Documents à rassembler avant toute vérification finale
Pour fiabiliser votre estimation, réunissez les pièces suivantes :
- vos 12 derniers bulletins de salaire,
- votre contrat de travail et vos avenants,
- la convention collective applicable,
- l’avis du médecin du travail,
- les courriers de reclassement ou d’impossibilité de reclassement,
- votre notification d’invalidité catégorie 2,
- et, si besoin, la notice de prévoyance de l’organisme complémentaire.
Liens utiles vers des sources de référence
Pour compléter cette estimation, vous pouvez consulter plusieurs sources institutionnelles ou académiques sur les droits liés à l’emploi, au handicap et aux prestations de remplacement :
- U.S. Department of Labor – Severance pay overview
- Social Security Administration – Disability benefits information
- EEOC – Employment rights and disability related leave
Pour un dossier strictement français, il reste indispensable de comparer ensuite votre situation avec les textes nationaux, votre convention collective et les documents remis par votre employeur.
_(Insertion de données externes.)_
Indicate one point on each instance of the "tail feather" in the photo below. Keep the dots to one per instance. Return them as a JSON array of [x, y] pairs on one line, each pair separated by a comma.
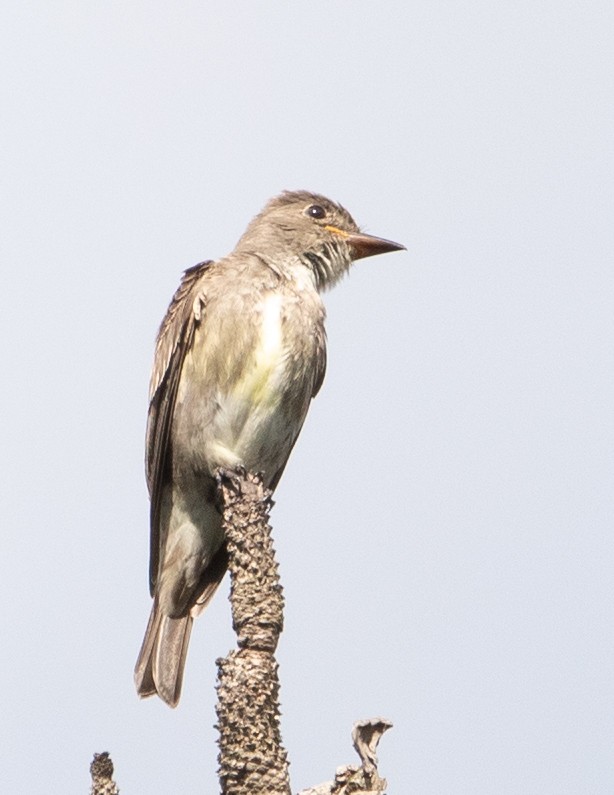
[[159, 668]]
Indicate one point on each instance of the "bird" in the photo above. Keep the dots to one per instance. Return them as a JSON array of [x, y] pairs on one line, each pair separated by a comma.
[[239, 356]]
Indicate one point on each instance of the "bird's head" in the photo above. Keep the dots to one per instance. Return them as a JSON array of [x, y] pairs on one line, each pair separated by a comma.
[[299, 228]]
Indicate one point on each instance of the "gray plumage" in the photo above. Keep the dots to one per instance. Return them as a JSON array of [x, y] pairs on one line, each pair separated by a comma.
[[239, 356]]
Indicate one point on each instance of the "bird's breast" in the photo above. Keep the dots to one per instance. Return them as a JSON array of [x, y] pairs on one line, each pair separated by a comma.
[[262, 377]]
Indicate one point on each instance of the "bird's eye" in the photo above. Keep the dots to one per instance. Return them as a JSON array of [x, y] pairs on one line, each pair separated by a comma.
[[315, 211]]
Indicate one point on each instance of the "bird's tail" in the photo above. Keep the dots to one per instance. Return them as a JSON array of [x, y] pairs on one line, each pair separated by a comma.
[[159, 668]]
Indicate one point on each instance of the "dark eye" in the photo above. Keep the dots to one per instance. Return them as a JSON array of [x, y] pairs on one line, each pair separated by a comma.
[[315, 211]]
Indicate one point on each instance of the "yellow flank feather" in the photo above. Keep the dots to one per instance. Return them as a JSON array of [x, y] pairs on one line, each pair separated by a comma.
[[258, 385]]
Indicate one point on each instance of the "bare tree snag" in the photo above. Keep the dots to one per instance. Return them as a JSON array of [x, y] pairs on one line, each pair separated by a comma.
[[363, 780], [101, 771], [252, 759]]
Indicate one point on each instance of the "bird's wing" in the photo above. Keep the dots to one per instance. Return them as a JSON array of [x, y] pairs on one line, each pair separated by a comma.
[[174, 340]]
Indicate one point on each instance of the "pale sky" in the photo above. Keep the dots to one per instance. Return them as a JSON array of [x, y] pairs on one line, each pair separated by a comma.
[[444, 526]]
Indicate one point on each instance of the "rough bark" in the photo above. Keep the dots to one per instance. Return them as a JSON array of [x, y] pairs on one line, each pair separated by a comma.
[[101, 771], [363, 780], [252, 759]]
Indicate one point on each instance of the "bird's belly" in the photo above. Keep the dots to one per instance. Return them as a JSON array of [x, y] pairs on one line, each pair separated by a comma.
[[260, 410]]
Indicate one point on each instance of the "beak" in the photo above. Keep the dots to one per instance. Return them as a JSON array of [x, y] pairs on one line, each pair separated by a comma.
[[366, 245]]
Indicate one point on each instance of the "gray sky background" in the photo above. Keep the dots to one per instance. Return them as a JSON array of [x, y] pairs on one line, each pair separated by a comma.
[[444, 527]]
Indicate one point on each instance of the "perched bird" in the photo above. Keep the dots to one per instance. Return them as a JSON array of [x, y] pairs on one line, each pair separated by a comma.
[[239, 356]]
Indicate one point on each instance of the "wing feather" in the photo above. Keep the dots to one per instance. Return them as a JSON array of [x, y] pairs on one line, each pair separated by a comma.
[[174, 340]]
Le simulateur vous donne une base solide, mais l’enjeu réel est de vérifier quel régime est le plus favorable entre le minimum légal, la convention collective, un accord d’entreprise ou une clause contractuelle particulière.
En résumé
Le calcul de l’indemnité de licenciement après invalidité catégorie 2 suppose de ne pas mélanger trois blocs distincts : la reconnaissance médicale, la rupture du contrat et la prévoyance complémentaire. L’organisme Malakoff Médéric peut intervenir sur votre niveau de revenu, mais il ne fixe pas à lui seul l’indemnité de rupture. Celle ci dépend surtout de l’ancienneté, du salaire de référence, de l’origine professionnelle ou non de l’inaptitude et des règles conventionnelles applicables. En utilisant le calculateur ci dessus, vous obtenez une estimation rapide, visuelle et argumentée, utile pour préparer un entretien RH, une contestation ou une simple vérification de bulletin de solde de tout compte.